Re: should INSERT SELECT use a BulkInsertState?

From: Justin Pryzby <pryzby(at)telsasoft(dot)com>
To: Simon Riggs <simon(at)2ndquadrant(dot)com>
Cc: Andres Freund <andres(at)anarazel(dot)de>, pgsql-hackers(at)lists(dot)postgresql(dot)org
Subject: Re: should INSERT SELECT use a BulkInsertState?
Date: 2020-10-30 04:51:38
Message-ID: 20201030045138.GA3080@telsasoft.com
Views: Raw Message | Whole Thread | Download mbox | Resend email
Thread:
Lists: pgsql-hackers

On Thu, Oct 22, 2020 at 01:29:53PM +0100, Simon Riggs wrote:
> On Fri, 16 Oct 2020 at 22:05, Justin Pryzby <pryzby(at)telsasoft(dot)com> wrote:
>
> > > > I made this conditional on BEGIN BULK/SET bulk, so I'll solicit comments on that.
>
> I think it would be better if this was self-tuning. So that we don't
> allocate a bulkinsert state until we've done say 100 (?) rows
> inserted.

I made it an optional, non-default behavior in response to the legitimate
concern for performance regression for the cases where a loader needs to be as
fast as possible - as compared with our case, where we want instead to optimize
for our reports by making the loaders responsible for their own writes, rather
than leaving behind many dirty pages, and clobbering the cache, too.

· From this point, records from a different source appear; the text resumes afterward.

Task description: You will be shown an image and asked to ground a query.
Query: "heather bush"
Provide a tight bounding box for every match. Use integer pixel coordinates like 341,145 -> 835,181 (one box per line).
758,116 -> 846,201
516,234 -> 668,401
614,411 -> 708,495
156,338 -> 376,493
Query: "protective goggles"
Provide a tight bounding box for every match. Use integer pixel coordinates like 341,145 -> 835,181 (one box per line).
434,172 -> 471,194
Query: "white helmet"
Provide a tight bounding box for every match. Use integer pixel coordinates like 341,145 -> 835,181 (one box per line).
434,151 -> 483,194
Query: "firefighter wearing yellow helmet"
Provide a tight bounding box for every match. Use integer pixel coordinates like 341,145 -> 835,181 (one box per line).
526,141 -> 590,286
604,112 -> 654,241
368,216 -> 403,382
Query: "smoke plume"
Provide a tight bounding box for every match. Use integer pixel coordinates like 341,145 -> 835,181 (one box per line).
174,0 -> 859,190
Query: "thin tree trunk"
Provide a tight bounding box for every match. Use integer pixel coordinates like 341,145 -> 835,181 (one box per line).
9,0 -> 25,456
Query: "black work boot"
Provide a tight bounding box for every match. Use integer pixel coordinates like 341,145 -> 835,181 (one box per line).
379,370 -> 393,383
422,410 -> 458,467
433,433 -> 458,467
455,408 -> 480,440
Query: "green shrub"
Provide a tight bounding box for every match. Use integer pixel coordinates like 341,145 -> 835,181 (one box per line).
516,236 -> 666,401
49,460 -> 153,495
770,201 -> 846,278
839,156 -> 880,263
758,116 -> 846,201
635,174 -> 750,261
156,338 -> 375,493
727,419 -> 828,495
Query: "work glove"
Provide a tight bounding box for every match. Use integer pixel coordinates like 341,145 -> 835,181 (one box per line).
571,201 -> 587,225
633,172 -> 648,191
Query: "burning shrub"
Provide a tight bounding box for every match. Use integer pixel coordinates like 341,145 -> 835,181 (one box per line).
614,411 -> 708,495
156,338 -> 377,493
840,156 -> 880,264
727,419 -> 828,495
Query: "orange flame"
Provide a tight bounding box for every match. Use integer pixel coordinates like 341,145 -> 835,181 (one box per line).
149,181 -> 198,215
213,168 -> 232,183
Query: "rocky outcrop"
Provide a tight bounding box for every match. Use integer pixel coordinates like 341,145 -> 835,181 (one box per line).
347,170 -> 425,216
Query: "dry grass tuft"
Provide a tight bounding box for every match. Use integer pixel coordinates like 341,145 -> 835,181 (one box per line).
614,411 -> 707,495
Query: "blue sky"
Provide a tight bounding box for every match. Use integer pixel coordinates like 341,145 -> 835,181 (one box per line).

Also, INSERT SELECT doesn't immediately help us (telsasoft), since we use
INSERT .. VALUES () .. ON CONFLICT. This would handle that case, which is
great, even though that wasn't a design goal. It could also be an integer GUC
to allow configuring the size of the ring buffer.

> You should also use table_multi_insert() since that will give further
> performance gains by reducing block access overheads. Switching from
> single row to multi-row should also only happen once we've loaded a
> few rows, so we don't introduce overahads for smaller SQL statements.

Good idea...multi_insert (which reduces the overhead of individual inserts) is
mostly independent from BulkInsert state (which uses a ring-buffer to avoid
dirtying the cache). I made this 0002.

This makes INSERT SELECT several times faster, and not clobber the cache too.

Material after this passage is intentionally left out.